Ротенбах высоко поднял кружку:
— За храбрых негров!
— За здоровье моего брата, — буркнул Куглер.
И они скрепили состоявшееся примирение, осушив до дна свои кружки.
— Что ты тут произносишь политические речи? — сердито пробормотал Пауль Папке, когда они с Брентеном вернулись в зал. — Ты присмотрелся к этому типу? У него уши убийцы.
— Вздор, — важно и торжественно ответил Брентен. — Я восстановил мир и согласие.
— Теперь надо, чтобы Алиса спела, — сказал Пауль Папке. — Это поднимет настроение.
— Что там случилось, Карл? — спросил Брентена его зять Густав Штюрк. — Поди-ка сюда, выпей с нами!
Карл Брентен подсел к их столику и начал рассказывать о разыгравшейся на политической почве ссоре. Между тем Пауль Папке взобрался на эстраду и крикнул в зал:
— Милостивые государи, объявляется перерыв в танцах: у наших неутомимых трубачей уже заболели щеки. В перерыве мы усладим ваш слух чудесным пением. Наш высоко ценимый член ферейна, наш соловушко, если мне позволено будет употребить это поэтическое выражение, фройляйн Алиса Штримель, которую вы все знаете и любите, споет нам известную песенку из «Цыганского барона» — «Кто нас венчал». Прошу вас, фройляйн Алиса.

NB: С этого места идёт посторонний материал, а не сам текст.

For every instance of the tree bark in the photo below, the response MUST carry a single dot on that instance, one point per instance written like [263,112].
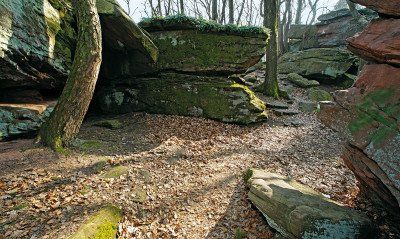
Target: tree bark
[65,121]
[182,5]
[271,16]
[214,9]
[299,11]
[231,12]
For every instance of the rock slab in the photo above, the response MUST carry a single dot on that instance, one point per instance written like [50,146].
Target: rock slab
[297,211]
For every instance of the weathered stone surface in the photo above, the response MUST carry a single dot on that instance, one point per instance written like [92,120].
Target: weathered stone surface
[18,121]
[36,43]
[188,47]
[326,65]
[388,7]
[178,94]
[334,30]
[380,42]
[101,225]
[301,81]
[297,211]
[38,38]
[368,115]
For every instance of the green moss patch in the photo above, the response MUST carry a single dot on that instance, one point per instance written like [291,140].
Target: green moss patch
[102,225]
[180,22]
[115,172]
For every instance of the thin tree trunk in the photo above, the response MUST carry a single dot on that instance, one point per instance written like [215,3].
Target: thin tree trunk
[299,11]
[214,9]
[182,5]
[271,16]
[231,12]
[65,121]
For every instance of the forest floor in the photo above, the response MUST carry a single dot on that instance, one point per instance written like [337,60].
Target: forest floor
[177,177]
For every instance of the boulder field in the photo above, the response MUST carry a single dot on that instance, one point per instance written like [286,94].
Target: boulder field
[179,56]
[368,114]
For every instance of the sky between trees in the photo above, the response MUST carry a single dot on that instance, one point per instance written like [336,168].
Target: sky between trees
[140,8]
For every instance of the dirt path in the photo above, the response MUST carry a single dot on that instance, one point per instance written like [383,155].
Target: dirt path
[181,177]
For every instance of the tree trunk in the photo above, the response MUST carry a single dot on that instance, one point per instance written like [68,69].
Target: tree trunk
[182,5]
[299,11]
[214,10]
[271,16]
[65,121]
[231,12]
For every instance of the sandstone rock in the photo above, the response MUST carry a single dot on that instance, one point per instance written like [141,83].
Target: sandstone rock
[379,42]
[297,211]
[301,81]
[388,7]
[336,26]
[326,65]
[195,46]
[210,97]
[317,95]
[37,40]
[368,115]
[36,43]
[18,121]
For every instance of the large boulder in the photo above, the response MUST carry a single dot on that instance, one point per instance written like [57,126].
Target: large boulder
[216,98]
[368,115]
[380,42]
[196,46]
[326,65]
[388,7]
[297,211]
[18,120]
[38,39]
[336,26]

Певица, в длинном переливчатом шелковом платье, стояла на эстраде, улыбалась и кивала своим многочисленным знакомым, которые встретили ее громкими аплодисментами и криками «браво». Поклонники столпились у рампы и восхищались ее непринужденностью, тонкой талией, белизной ее плеч, которую подчеркивали черная оторочка декольте и черные, искусно завитые волосы. Один из почитателей воскликнул:
— Испанка, да и только!
— Да, породистая женщина, — согласился его соперник.
— Моя любимая песенка! — заорал Карл Брентен через головы сидевших за столом. — В ней море чувства, черт возьми! — Взглянув на эстраду, он вздрогнул: там стояли две Алисы. Они то сходились, то расходились. «Нельзя больше пить, — подумал он, — вечер еще только начался». Когда Алиса дошла до припева, он стал растроганно подтягивать: «Любовь, любовь, в ней сила неземная, пел соловей, ночь песней оглашая».
— Тише, тише! — зашикали с соседних столиков.
Карл Брентен смущенно замолчал. «Нельзя больше пить», — снова подумал он. Все время он был в движении и ничего не замечал. Но стоило ему присесть, как перед глазами все поплыло, голова, все тело отяжелели. Ему хотелось на несколько минут исчезнуть. Пока певице восторженно аплодировали, он поднялся и стал пробираться между столиками, туда, где сидели Хардекопфы и его жена.
— Боже мой, какой у тебя вид! — ужаснулась Фрида. — Красный как рак. Весь в поту. Что с тобой?
— Обязанности, — удрученно пробормотал он.
— Иди сюда, садись! — Она вытащила из лежавшей возле нее муфты носовой платок и отерла ему пот с лица.
Ему, вероятно, было очень плохо — он сидел смирно. Фрида достала бутерброд и подала мужу.
— Ешь. Ты слишком много пьешь! Забываешь, что ты здесь главный.
Да, он здесь главное лицо. Эта мысль несколько отрезвила его. Он ел бутерброд с колбасой, пока Алиса пела: «Я образцом невинности слыву в родном краю».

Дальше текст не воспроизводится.